Conventionally, the vapor deposition by means of gas-phase plasma as a film-forming method using plasma has been heretofore carried out widely. However, in the gas-phase plasma, since a raw material is supplied in a state of gas, the substance density has been low, and it has been difficult to improve the film-forming rate. Hence, a film-forming method using in-liquid plasma has been attracting attention, film-forming method in which a raw material can be supplied in a state of liquid with high substance density by generating plasma in the liquid.
Regarding the in-liquid plasma, in Patent Literature No. 1 (Japanese Unexamined Patent Publication (KOKAI) Gazette No. 2003-297, 598) and Patent Literature No. 2 (Japanese Unexamined Patent Publication (KOKAI) Gazette No. 2004-152,523), bubbles are generated by using ultrasonic wave onto dodecane (C12H26) that exists in a liquid state at ordinary temperature and under ordinary pressure, and additionally electromagnetic wave is irradiated onto the position at which the bubbles are generating, thereby generating plasma with high energy within the bubbles. At this time, the dodecane exists in a state of gas inside the bubbles, and is excited by means of the plasma. And, by means of contacting the bubbles including the plasma with a substrate, carbon is deposited onto a surface of the substrate, and then an amorphous carbon film is formed at high rate.
In the aforementioned method in which in-liquid plasma is generated by irradiating electromagnetic wave onto bubbles that have generated in liquid, high reaction rate is obtainable because molecular density is extremely high in liquid phase compared with that in gas phase. However, in liquid that exhibits electric conductivity, such as water and alcohol, there is such a problem that eddy currents occur in the liquid and thereby the energy of the irradiated electromagnetic wave has been consumed. Moreover, there is such a problem as well that the electromagnetic wave has attenuated because the hydroxyl group and the like absorb specific frequencies.
Hence, in Example No. 2 of Patent Literature No. 3 (International Publication Pamphlet No. 2006/059808), plasma is generated in ethanol using an electrode for in-liquid plasma, electrode which has electrically-conducting member having a discharging end surface that contacts with the ethanol, and an insulating member covering the outer periphery of the electrically-conducting member excepting the discharging end surface. When supplying high-frequency electricity to the electrically-conducting member, the ethanol boils and then bubbles generate because the leading end of the electrically-conducting member generates heat. At the same time, plasma generates inside the bubbles because high-frequency wave is irradiated onto the position at which the bubbles generate. These bubbles are contacted with an electrically-conducting substrate (or a second electrode) that is disposed to face the discharging end surface, and thereby an amorphous carbon film is formed on a surface of the substrate.

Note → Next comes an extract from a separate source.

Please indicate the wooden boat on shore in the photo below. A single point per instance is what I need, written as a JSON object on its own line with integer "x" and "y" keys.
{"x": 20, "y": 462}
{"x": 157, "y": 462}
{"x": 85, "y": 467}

When using the electrode for in-liquid plasma that is disclosed in Patent Literature No. 3, plasma generates readily in a broader range of liquids including liquids with electric conductivity, such as water and alcohol.
However, in order to generate plasma by supplying high-frequency electricity to an electrically-conducting member, making use of the second electrode that faces the discharging end surface of the electrically-conducting member is essential. That is, even when an electrically-conducting member is disposed alone in liquid and then high-frequency electricity is supplied to the electrically-conducting member, no plasma generates.

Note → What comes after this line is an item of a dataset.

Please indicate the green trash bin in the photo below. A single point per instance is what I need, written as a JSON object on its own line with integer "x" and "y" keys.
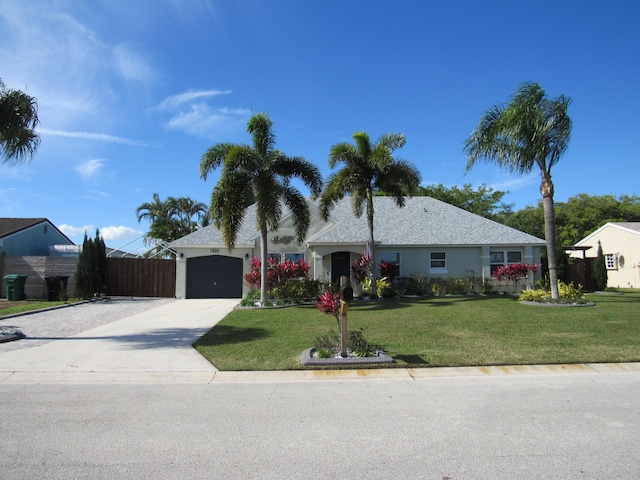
{"x": 14, "y": 285}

Moreover, in Example No. 2 of Patent Literature No. 3, by making use of a substrate having electric conductivity as the second electrode, an amorphous carbon film is formed on a surface of the substrate. Therefore, the film forming onto a surface of the substrate with electric conductivity is done with ease. However, it is not easy to carry out film forming to substrates having no electric conductivity, such as ceramic.

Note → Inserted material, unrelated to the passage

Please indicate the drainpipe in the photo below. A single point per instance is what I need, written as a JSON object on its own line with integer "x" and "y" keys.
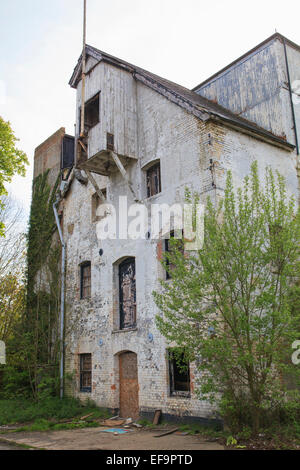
{"x": 62, "y": 300}
{"x": 291, "y": 96}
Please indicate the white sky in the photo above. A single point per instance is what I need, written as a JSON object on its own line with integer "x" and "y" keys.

In addition, depending on film-forming conditions, not only glow discharge that is suitable for film forming, but also arc discharge are likely to occur between the electrically-conducting member and the substrate (or the second electrode). When arc discharge generates, it is not desirable because the substrate has deteriorated, or discharge marks have remained on the resulting film's surface. Moreover, there might arise cases where no coated film having desired property is formed due to the influence of arc discharge.